The cop cars swung into the parking lot as I digested that information. I recognized Tom’s car, and when the ambulance turned the corner, I sighed with relief.
I glanced at my father’s face, which had gotten even grayer. I pushed his hair back off his forehead. “Are you doing okay, Dad? The ambulance is here.”
He closed his eyes, and he tried to catch his breath. It was as if a vise had clamped itself across my chest.
Tom’s car door opened, and I saw him using it as a shield, his gun drawn.
“It’s okay, Tom,” I shouted. “He’s gone, but my father’s been shot.” I looked at my dad, and he stirred a little; he was way too quiet.
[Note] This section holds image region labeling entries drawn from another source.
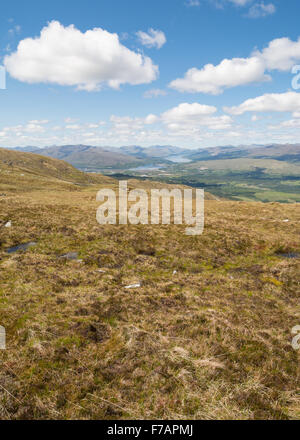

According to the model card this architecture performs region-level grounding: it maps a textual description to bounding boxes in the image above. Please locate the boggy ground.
[0,171,300,419]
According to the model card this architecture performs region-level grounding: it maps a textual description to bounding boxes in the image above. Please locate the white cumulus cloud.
[248,2,276,18]
[224,92,300,115]
[136,28,167,49]
[4,21,158,91]
[169,37,300,95]
[170,57,270,95]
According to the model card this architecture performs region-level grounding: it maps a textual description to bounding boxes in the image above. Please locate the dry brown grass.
[0,153,300,419]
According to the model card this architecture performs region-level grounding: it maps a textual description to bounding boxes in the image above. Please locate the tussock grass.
[0,153,300,420]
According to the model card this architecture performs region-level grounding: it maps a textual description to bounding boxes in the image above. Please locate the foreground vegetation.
[0,150,300,419]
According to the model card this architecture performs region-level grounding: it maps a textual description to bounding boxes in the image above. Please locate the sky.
[0,0,300,148]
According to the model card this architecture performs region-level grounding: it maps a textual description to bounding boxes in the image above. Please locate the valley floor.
[0,184,300,419]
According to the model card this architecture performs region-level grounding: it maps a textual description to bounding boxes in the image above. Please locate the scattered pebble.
[6,241,37,254]
[59,252,78,260]
[125,283,141,289]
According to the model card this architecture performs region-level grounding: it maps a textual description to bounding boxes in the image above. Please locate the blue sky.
[0,0,300,148]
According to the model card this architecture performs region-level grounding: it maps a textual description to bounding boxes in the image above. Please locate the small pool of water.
[6,241,37,254]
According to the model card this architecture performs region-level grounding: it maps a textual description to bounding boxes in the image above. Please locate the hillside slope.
[39,145,144,171]
[0,148,112,190]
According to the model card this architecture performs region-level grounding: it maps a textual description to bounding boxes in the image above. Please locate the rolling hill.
[0,150,300,420]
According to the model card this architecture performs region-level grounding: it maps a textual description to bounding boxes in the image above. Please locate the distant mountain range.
[6,144,300,171]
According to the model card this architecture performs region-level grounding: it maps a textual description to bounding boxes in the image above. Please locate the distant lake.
[166,155,192,163]
[129,165,163,171]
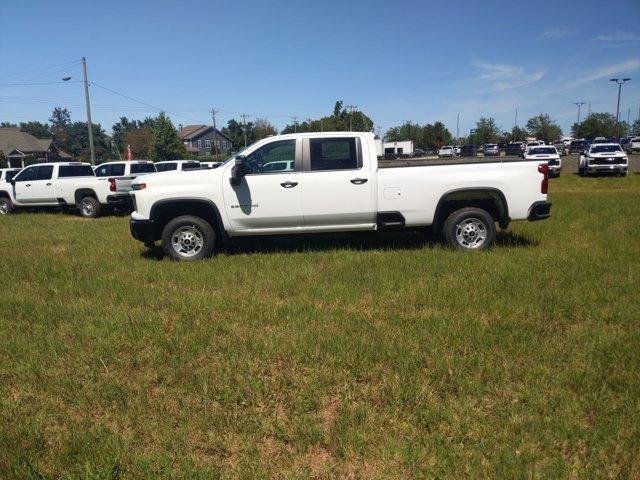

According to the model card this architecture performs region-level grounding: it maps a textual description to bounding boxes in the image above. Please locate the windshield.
[529,147,557,155]
[591,145,621,153]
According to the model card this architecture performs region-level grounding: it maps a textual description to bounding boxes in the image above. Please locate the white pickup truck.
[130,132,551,260]
[0,162,130,218]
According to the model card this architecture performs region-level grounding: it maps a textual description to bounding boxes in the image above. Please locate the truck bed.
[378,156,525,168]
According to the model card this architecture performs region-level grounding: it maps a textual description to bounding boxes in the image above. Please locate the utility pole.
[82,57,96,165]
[609,78,631,139]
[347,105,358,132]
[573,102,585,125]
[211,108,218,159]
[240,113,249,148]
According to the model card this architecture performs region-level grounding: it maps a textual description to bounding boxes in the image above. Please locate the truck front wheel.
[162,215,216,260]
[443,207,496,250]
[0,197,13,215]
[79,197,101,218]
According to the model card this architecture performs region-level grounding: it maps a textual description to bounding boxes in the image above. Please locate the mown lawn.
[0,174,640,479]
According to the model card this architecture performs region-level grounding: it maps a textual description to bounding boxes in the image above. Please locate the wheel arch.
[149,198,227,241]
[433,187,511,230]
[73,188,98,206]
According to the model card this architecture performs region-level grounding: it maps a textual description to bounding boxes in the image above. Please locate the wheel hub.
[171,225,204,257]
[456,218,487,248]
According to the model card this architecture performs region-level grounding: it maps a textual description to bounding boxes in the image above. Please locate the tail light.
[538,163,549,195]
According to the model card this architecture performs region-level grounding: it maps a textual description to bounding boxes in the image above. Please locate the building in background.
[0,127,71,168]
[178,125,233,157]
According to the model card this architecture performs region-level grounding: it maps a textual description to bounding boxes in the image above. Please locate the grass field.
[0,174,640,479]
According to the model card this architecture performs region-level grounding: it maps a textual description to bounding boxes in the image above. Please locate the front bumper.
[587,163,628,173]
[129,218,158,243]
[527,202,551,222]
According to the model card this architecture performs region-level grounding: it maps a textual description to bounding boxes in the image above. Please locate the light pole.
[62,57,96,165]
[573,102,586,125]
[609,78,631,139]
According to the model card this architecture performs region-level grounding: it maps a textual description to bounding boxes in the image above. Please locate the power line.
[0,60,80,77]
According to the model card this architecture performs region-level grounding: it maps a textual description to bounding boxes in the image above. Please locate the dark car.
[567,140,589,155]
[460,145,478,157]
[504,142,526,156]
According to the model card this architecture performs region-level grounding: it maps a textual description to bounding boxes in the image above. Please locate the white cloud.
[593,31,640,42]
[474,62,545,92]
[540,25,576,38]
[575,58,640,83]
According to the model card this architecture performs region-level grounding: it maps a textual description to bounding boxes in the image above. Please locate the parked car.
[504,142,526,156]
[438,145,455,158]
[524,145,562,177]
[155,160,202,172]
[578,143,629,177]
[484,143,500,157]
[460,145,478,157]
[627,137,640,153]
[567,140,589,155]
[200,162,222,168]
[0,162,131,218]
[130,132,551,260]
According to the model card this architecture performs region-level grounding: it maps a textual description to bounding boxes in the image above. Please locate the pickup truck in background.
[0,162,130,218]
[524,145,562,177]
[578,143,629,177]
[155,160,202,172]
[130,132,551,260]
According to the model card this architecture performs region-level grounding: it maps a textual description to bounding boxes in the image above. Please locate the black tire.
[78,197,102,218]
[442,207,496,250]
[162,215,216,261]
[0,197,13,215]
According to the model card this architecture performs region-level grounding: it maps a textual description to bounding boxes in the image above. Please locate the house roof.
[178,125,231,141]
[0,127,53,153]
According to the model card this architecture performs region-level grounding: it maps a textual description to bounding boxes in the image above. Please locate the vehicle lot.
[380,154,640,173]
[0,174,640,478]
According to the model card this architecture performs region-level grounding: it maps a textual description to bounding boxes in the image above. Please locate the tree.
[469,117,500,145]
[252,118,278,141]
[527,113,562,142]
[49,107,71,135]
[151,112,187,162]
[221,118,256,149]
[20,122,51,139]
[571,113,629,140]
[282,100,373,134]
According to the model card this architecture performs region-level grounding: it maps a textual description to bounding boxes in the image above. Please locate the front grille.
[591,157,624,165]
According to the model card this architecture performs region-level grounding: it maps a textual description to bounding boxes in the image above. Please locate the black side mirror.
[229,155,247,186]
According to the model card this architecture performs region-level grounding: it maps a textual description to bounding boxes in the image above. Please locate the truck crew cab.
[131,132,551,260]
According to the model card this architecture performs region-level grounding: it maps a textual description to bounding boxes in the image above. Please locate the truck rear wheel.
[162,215,216,261]
[443,207,496,250]
[0,197,13,215]
[78,197,101,218]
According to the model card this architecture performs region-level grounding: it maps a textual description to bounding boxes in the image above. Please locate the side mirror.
[229,155,247,186]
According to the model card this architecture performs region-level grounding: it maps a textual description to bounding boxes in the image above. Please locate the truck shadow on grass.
[141,231,538,260]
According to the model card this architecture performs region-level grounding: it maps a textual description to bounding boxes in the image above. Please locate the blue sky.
[0,0,640,134]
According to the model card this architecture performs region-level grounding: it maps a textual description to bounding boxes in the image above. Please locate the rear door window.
[309,137,362,171]
[36,165,53,180]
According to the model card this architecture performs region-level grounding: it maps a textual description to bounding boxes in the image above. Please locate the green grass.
[0,174,640,479]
His lips were colorless.
Tom jogged over with a few uniforms close behind and pulled me away from my dad, and I struggled for a minute before I saw the paramedics and their gurney.
“They have to take care of him. I’ll take you to the hospital,” Tom said gently.
I let myself go limp then, and I felt Tom’s arms around me, leading me away. “Who shot him, Annie?”
“Pete Amato. But he’s gone.” It wasn’t a lie.
He frowned. “Why?”
“He thought my dad killed Sal.” I tried to glance back, to see what was going on with my dad, but Tom steered me back. “I should go with him,” I tried.
“We’ll be there as soon as we can,” he said. He flipped his chin at another detective. “I’ll take her to the hospital, Dave. Can you handle this here?”
Dave nodded.
“Pete Amato,” Tom told him flatly. “Find him.” He turned to me. “What’s he driving?”
I described the battered blue pickup, and Tom nodded at Dave, who was writing everything down in a small notebook.
The TV vans were lined up just outside the fence surrounding the rink on State Street. I glimpsed Dick Whitfield and Wesley Bell, his cameras dangling around his neck, but I let Tom put me in his car and turned the other way.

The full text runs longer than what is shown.